It has not always been an easy life. It comes with long hours, missing out on personal and family time, an enormous burden of responsibility, and considerable anxiety and stress and, at times, opposition and even hostility. It often requires putting aside personal fears to fulfill one’s mandate, and it demands rising to occasions that others might choose to avoid. But it can be a deeply purposeful and rewarding experience, one that centers on taking care of people and working toward the common good.

“Beyond my control, I became a symbol of the profound divisiveness in our country.”

My parents instilled in me a conviction that helping others could be a meaningful way of life. This conviction was strengthened during my years in high school and college under the Jesuit priests whose mantra is service to others. In my case, the vehicle for this has always been science and medicine. Yet when I first came to Washington, D.C., from New York City as a fellow at the National Institute of Allergy and Infectious Diseases, I did not know that this calling would take me where it has: to the very center of the catastrophic AIDS epidemic; to helping protect the country from potential bioterrorism threats such as anthrax and smallpox; to combating outbreaks such as influenza, measles, Ebola, and Zika; and of course to contending with the COVID-19 pandemic. My career placed me at the center of where I confronted death all around me. These crises also allowed me to participate in and occasionally contribute to breakthroughs that saved countless lives.

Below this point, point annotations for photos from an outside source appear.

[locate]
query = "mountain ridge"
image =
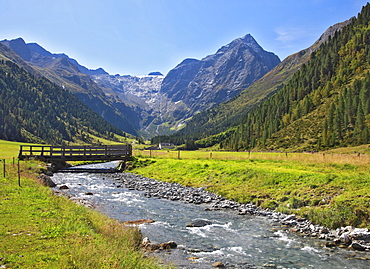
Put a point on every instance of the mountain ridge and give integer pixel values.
(231, 112)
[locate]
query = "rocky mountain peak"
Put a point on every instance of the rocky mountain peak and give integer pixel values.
(19, 46)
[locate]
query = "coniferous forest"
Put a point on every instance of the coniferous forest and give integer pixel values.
(33, 109)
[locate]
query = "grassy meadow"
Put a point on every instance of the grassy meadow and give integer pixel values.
(328, 188)
(40, 230)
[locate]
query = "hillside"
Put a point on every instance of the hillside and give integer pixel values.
(33, 109)
(324, 105)
(67, 73)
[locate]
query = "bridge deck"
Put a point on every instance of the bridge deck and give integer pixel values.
(76, 153)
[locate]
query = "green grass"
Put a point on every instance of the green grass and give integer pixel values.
(41, 230)
(332, 190)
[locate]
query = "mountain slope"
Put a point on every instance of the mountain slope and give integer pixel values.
(191, 87)
(325, 104)
(218, 77)
(231, 113)
(33, 109)
(67, 73)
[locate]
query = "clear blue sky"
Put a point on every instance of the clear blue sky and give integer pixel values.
(139, 36)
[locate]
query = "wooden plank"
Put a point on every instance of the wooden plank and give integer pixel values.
(108, 152)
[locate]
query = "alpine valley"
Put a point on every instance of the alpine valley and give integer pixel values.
(241, 97)
(153, 104)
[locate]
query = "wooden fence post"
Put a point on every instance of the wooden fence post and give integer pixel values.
(4, 168)
(19, 174)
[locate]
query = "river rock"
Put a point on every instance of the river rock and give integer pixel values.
(168, 245)
(199, 223)
(46, 181)
(218, 265)
(151, 247)
(357, 246)
(345, 239)
(175, 191)
(359, 234)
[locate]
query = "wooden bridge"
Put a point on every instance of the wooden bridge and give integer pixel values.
(75, 153)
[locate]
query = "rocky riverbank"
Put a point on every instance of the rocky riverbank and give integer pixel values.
(345, 237)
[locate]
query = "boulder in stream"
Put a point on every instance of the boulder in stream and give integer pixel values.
(199, 223)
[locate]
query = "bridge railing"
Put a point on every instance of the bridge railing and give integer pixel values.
(75, 152)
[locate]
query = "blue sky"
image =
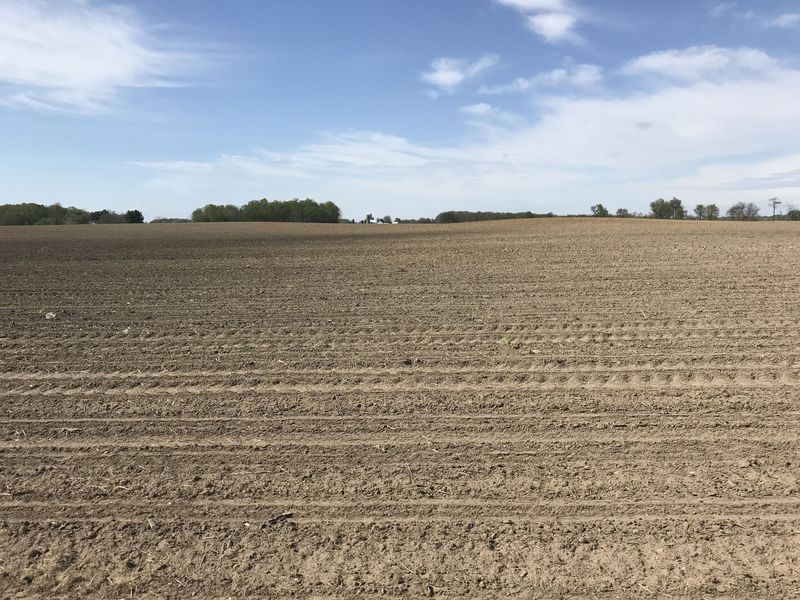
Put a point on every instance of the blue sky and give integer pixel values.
(401, 107)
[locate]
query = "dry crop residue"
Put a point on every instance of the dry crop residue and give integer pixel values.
(538, 408)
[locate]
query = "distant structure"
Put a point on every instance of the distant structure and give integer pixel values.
(774, 202)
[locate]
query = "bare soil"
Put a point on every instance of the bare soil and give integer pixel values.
(537, 409)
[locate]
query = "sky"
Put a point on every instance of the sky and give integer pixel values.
(399, 107)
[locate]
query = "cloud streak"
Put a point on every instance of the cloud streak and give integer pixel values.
(448, 74)
(555, 21)
(76, 56)
(634, 145)
(579, 76)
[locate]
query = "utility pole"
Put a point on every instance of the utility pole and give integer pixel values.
(774, 202)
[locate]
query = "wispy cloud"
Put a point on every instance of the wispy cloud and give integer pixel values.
(77, 55)
(553, 20)
(784, 21)
(703, 63)
(580, 76)
(759, 20)
(447, 74)
(662, 136)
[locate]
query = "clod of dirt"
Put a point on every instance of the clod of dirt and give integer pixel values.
(281, 517)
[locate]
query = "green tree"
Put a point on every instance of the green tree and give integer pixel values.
(134, 216)
(742, 211)
(668, 209)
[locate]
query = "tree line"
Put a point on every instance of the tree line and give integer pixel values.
(298, 211)
(30, 213)
(674, 209)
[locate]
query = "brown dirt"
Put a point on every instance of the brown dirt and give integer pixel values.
(535, 409)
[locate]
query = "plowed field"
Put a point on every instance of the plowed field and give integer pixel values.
(536, 409)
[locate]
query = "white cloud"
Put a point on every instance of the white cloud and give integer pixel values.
(554, 27)
(76, 56)
(729, 9)
(482, 108)
(553, 20)
(448, 74)
(702, 63)
(579, 76)
(533, 5)
(785, 21)
(685, 136)
(721, 9)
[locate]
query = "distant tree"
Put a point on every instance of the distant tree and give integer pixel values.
(664, 209)
(742, 211)
(134, 216)
(465, 216)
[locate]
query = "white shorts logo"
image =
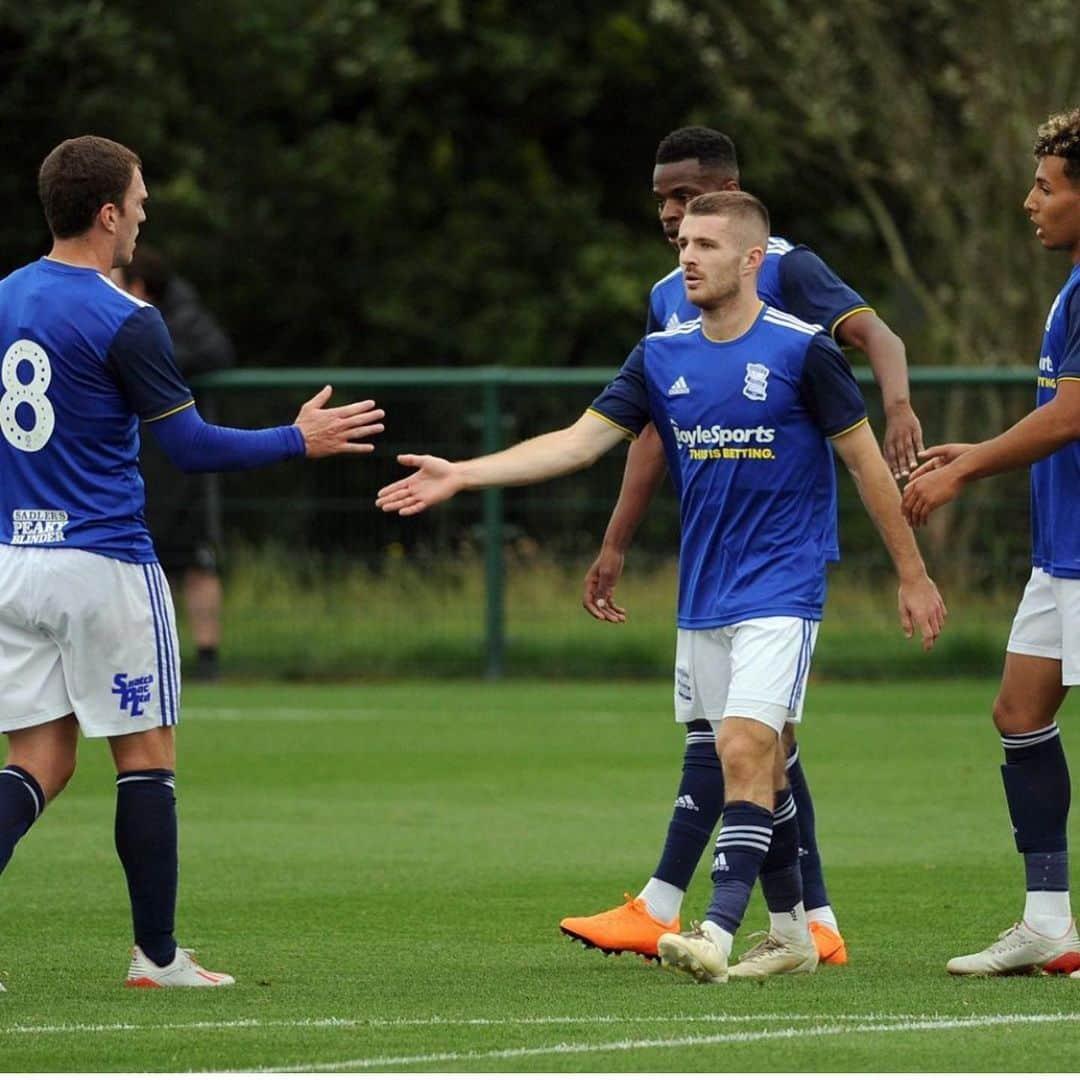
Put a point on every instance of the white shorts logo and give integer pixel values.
(756, 386)
(38, 526)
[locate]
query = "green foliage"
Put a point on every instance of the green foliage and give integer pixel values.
(440, 181)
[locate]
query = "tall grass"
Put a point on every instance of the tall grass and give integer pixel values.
(304, 616)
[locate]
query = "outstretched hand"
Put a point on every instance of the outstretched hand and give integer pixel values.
(329, 431)
(434, 481)
(599, 584)
(933, 484)
(921, 608)
(903, 441)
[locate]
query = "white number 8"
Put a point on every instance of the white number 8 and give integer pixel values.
(31, 393)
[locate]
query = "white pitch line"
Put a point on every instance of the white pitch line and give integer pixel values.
(707, 1040)
(341, 1022)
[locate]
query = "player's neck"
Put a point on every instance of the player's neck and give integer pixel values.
(82, 252)
(731, 320)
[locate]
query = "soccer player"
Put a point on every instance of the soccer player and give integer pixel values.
(689, 162)
(1042, 657)
(88, 637)
(745, 401)
(176, 507)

Nor could I predict that I would work with so many White House occupants, Republicans and Democrats; testify before Congress hundreds of times; and forge lasting friendships with people of different nationalities and political beliefs. And after a career of remaining determinedly nonpolitical, I certainly could not anticipate that I would become a political lightning rod—a figure who represents hope to so many and evil to some. Beyond my control, I became a symbol of the profound divisiveness in our country.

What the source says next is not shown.